Recently, Crowdfight has obtained an ACX grant. I wrote application to this grant, and I’m extremely surprised about how it makes me feel.

As with other grants I have obtained in the past, I’m thrilled, grateful, and motivated to do my best. Unlike with other grants, I’m also motivated to be honest and straightforward with the funder.

With other grants, I feel compelled to oversell my project when applying for the grant, and to oversell my results when writing the final report. It feels that I need to conform with strict expectations that I don’t fully understand and that feel unachievable (Can I really predict the equipment I will be buying 5 years from now?).

This case felt different: I wrote the application in a very straightforward way, highlighting the good parts of the project (of course), but without fear of “saying something wrong”, which I often feel when writing other grants, and which makes me less honest when applying for other grants. And, most surprisingly, right now I feel I will be completely honest when reporting our results. If we fail, I think I will admit that we did. Furthermore, if we fail because I’m useless and didn’t get our organization to achieve even our basic aims, I think I will admit that too. There are two key questions: Whether this is good, and why it happens.

Is this good? I think it is. One might think that I feel less pressure to work hard, but I feel the opposite.

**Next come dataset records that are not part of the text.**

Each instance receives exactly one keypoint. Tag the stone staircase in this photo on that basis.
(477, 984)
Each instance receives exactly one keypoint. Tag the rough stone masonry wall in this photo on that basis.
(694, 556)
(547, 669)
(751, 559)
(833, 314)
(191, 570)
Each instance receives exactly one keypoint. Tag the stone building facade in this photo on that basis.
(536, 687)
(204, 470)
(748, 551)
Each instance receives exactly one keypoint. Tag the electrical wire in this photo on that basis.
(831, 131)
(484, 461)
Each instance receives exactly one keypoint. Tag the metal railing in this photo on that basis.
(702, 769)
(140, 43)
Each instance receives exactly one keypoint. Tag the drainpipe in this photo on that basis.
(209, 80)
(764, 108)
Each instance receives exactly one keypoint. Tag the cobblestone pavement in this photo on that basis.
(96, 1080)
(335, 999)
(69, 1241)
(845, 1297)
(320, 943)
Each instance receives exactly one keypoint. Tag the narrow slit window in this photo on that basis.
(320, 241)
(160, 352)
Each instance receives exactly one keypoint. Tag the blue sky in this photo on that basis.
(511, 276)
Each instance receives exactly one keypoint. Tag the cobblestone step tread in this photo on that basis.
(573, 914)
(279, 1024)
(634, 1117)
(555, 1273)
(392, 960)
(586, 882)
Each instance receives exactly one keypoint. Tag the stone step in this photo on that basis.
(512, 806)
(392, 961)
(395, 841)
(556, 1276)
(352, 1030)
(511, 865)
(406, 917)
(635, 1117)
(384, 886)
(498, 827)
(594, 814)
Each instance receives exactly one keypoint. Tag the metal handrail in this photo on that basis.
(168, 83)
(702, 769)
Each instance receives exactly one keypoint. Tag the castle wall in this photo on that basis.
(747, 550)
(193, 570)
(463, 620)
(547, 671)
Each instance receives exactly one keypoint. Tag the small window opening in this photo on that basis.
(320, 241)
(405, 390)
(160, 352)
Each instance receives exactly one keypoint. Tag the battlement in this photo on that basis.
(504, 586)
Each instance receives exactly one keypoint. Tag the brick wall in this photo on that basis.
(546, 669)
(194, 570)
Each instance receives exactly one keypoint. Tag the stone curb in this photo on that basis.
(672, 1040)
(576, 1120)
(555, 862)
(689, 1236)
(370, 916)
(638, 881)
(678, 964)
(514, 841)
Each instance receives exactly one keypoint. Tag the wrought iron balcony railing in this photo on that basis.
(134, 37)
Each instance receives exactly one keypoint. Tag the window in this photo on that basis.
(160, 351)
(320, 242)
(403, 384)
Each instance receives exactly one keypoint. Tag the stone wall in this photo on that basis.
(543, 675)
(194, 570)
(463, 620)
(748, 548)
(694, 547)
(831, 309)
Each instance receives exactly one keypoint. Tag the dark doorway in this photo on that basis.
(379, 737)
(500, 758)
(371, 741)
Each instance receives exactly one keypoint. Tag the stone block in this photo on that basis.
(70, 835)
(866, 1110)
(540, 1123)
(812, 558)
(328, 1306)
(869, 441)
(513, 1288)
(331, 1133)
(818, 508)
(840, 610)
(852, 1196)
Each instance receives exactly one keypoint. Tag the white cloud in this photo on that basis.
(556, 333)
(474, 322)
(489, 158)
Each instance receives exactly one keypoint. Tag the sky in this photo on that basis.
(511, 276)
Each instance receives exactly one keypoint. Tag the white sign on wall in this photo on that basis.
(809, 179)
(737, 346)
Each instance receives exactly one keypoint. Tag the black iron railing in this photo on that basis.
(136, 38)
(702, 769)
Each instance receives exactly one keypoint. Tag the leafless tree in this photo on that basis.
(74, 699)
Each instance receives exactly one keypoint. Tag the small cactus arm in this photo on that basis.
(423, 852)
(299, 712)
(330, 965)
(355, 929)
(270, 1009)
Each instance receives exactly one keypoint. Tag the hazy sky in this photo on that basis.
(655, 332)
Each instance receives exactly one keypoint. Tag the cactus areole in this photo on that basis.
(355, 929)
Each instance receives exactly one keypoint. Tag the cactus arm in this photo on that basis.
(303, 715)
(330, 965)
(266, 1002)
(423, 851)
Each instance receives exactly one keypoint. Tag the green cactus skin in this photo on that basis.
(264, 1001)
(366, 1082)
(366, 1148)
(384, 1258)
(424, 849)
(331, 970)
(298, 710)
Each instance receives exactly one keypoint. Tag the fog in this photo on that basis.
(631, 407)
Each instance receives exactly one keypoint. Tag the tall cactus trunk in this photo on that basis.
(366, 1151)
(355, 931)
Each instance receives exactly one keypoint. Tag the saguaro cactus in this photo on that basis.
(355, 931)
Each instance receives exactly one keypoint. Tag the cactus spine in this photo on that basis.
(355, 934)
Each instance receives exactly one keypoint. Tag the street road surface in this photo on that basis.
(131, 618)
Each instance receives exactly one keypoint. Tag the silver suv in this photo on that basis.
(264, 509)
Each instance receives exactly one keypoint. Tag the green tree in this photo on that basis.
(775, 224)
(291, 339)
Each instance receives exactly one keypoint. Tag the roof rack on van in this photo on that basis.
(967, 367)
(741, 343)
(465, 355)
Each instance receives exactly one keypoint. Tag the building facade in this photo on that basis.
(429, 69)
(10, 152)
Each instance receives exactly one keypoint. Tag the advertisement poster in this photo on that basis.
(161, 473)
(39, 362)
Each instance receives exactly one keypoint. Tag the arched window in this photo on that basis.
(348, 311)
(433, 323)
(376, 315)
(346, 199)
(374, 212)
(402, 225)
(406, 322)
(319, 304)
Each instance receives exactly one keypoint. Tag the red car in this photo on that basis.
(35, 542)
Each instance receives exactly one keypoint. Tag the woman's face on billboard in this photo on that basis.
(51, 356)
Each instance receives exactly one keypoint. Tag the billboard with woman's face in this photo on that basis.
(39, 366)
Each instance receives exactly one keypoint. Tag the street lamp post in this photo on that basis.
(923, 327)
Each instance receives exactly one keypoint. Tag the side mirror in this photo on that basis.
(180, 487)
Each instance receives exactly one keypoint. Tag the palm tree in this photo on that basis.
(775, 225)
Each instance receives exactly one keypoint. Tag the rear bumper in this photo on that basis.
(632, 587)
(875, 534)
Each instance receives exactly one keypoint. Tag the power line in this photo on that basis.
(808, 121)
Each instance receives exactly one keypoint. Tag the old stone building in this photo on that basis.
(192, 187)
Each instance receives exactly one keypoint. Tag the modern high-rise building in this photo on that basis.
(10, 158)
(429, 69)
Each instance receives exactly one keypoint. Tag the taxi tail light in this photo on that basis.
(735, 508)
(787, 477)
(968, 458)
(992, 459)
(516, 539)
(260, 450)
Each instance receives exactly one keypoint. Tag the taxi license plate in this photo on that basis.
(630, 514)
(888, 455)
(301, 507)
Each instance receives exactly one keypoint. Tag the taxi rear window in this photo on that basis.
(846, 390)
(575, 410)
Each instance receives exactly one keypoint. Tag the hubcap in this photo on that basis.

I feel the trust that comes with the grant, and I want to honor it. It also happens that I’m super enthusiastic about this project, so I don’t think I need any more motivation or pressure. And it’s obviously good to have people reporting their aims and results truthfully, as asymmetric information is one of the biggest sources of inefficiencies in our world.

Why does it happen? I’m not sure, but I can identify several factors that may contribute to it:

  • Broad topic: The grant was not oriented to a particular discipline, so I didn’t feel the need to bend reality to make it look like my project was perfectly aligned with the aims of the call.
  • Informality/closeness: The grant call was quite informal, written by a person (with a person’s “voice”) rather than by an institution.
  • Flexibility and common sense: The call clearly acknowledged the possibility of failure. We were asked to estimate our chances of success, making it clear that low success probability was acceptable. Also, when asking for the budget, we were allowed to set a range rather than an exact-and-amazingly-well-justified number. This flexibility makes it clear that there are no unreasonable expectations. If the funder knows how things work, then I can have an honest conversation with them.

This was a very special call, and I understand that its methodology cannot be scaled to other situations. But I think there are lessons to be learned, because at least the first and third points could be partially applied in other types of grants.

To be completely honest, there is probably one last point that affects my psychology here: I’m not doing this for myself, and it’s not my main job. If it turns out that Crowdfight is not viable, I want to be the first to realize and stop investing my time into it. So if we fail, I will not want to get another grant after this one.

However, I don’t think this last point is as relevant as it seems. I won’t want another grant for Crowdfight, but I will want another grant for my next idea, so I’m still afraid of looking bad. And if I think about traditional grants, my biggest fear is not to look bad, but to disappoint some humanless, heartless system, by breaking the promise I made of spending 7056.34 € in a microscope.